I've been in Chestertown since yesterday, just bouncing around from house to house, trying not to inconvenience anyone. Luckily, my grandmother had big plans for my time here. Last night we had wine coolers and played Yahtzee and discussed the only thing she ever wants to talk about anymore - my mom. I know that she's INCREDIBLY worried about her, as am I, but sometimes it just takes a toll on me. I feel like I'm trying to be strong for so many people, my grandparents included. I know that it is my job now that I'm an adult. But it's beginning to wear me out. My mommom can't get 4 sentences out about it to me before she starts to cry, and seeing your grandmother cry is never, ever fun. Especially when she's crying about one of her own children, who happens to be my own mother. I'm trying so hard, I guess I just need to try harder. Everyone keeps telling me that I need to be strong right now, and I'm trying so hard. I just don't know when I'm allowed to not be strong.

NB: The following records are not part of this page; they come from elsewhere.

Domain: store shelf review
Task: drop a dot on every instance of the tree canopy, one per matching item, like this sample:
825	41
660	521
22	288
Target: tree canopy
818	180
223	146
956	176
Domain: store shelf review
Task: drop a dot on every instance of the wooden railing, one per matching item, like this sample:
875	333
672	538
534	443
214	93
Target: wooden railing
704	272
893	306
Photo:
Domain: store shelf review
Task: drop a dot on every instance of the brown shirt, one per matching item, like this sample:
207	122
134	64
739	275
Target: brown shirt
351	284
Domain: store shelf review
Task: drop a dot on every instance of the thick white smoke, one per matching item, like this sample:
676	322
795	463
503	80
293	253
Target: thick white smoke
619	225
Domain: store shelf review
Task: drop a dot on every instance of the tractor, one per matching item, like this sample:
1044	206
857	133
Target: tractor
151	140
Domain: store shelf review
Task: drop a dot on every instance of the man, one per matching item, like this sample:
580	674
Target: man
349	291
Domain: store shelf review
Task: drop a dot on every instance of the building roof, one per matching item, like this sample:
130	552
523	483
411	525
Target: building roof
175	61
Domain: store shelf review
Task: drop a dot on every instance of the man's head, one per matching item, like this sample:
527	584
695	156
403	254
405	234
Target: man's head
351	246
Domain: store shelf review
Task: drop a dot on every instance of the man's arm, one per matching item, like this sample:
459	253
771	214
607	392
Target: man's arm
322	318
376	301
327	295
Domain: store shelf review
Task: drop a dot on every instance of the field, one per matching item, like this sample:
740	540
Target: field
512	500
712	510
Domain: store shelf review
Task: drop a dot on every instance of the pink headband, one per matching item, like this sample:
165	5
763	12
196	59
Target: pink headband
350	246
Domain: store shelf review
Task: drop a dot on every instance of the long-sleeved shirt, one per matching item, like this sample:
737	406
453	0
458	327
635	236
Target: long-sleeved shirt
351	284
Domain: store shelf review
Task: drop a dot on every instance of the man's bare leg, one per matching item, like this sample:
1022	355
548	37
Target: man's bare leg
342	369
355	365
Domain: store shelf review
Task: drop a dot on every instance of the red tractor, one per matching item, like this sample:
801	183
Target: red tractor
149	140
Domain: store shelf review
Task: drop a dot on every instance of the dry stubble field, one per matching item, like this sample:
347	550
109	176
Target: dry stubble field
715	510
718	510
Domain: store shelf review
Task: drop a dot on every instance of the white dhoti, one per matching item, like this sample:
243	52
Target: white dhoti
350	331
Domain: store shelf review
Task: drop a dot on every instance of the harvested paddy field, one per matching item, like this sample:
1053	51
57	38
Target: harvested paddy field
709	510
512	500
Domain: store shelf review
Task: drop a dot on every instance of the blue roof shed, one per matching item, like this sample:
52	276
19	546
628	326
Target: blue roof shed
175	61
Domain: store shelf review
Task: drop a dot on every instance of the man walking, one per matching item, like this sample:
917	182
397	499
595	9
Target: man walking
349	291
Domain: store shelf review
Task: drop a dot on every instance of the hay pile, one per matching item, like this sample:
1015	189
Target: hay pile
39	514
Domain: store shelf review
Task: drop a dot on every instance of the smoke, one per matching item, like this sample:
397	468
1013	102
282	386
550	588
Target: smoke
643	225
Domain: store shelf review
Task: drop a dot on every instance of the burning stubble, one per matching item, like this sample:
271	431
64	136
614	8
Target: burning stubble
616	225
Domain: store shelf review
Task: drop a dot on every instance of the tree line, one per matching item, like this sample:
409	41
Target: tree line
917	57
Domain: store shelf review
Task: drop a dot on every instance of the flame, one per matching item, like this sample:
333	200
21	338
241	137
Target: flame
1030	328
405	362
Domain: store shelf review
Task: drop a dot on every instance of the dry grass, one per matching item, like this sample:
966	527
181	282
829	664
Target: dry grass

On a better note, my computer should arrive any day now! I'm SO pumped, apparently it was in Anchorage, Alaska at 2:02 pm today, so hopefully it can make its way across the US and be here by TOMORROW! I'm dying to get it and play around! Plus, I haven't had a computer that works in about a year and a half...it will be so nice to have my own, with my own files, my own pictures, my own music, my own preferences. I am so excited!!
My mom is in the process of setting up a caringbridge site for herself. I'll be sure to post it as soon as she does. She would love to hear from any and all of you.
I'm heading back to Wilmington tonight to take her for an ultrasound in the morning at Jefferson Hospital in Philly. Hopefully we won't get lost!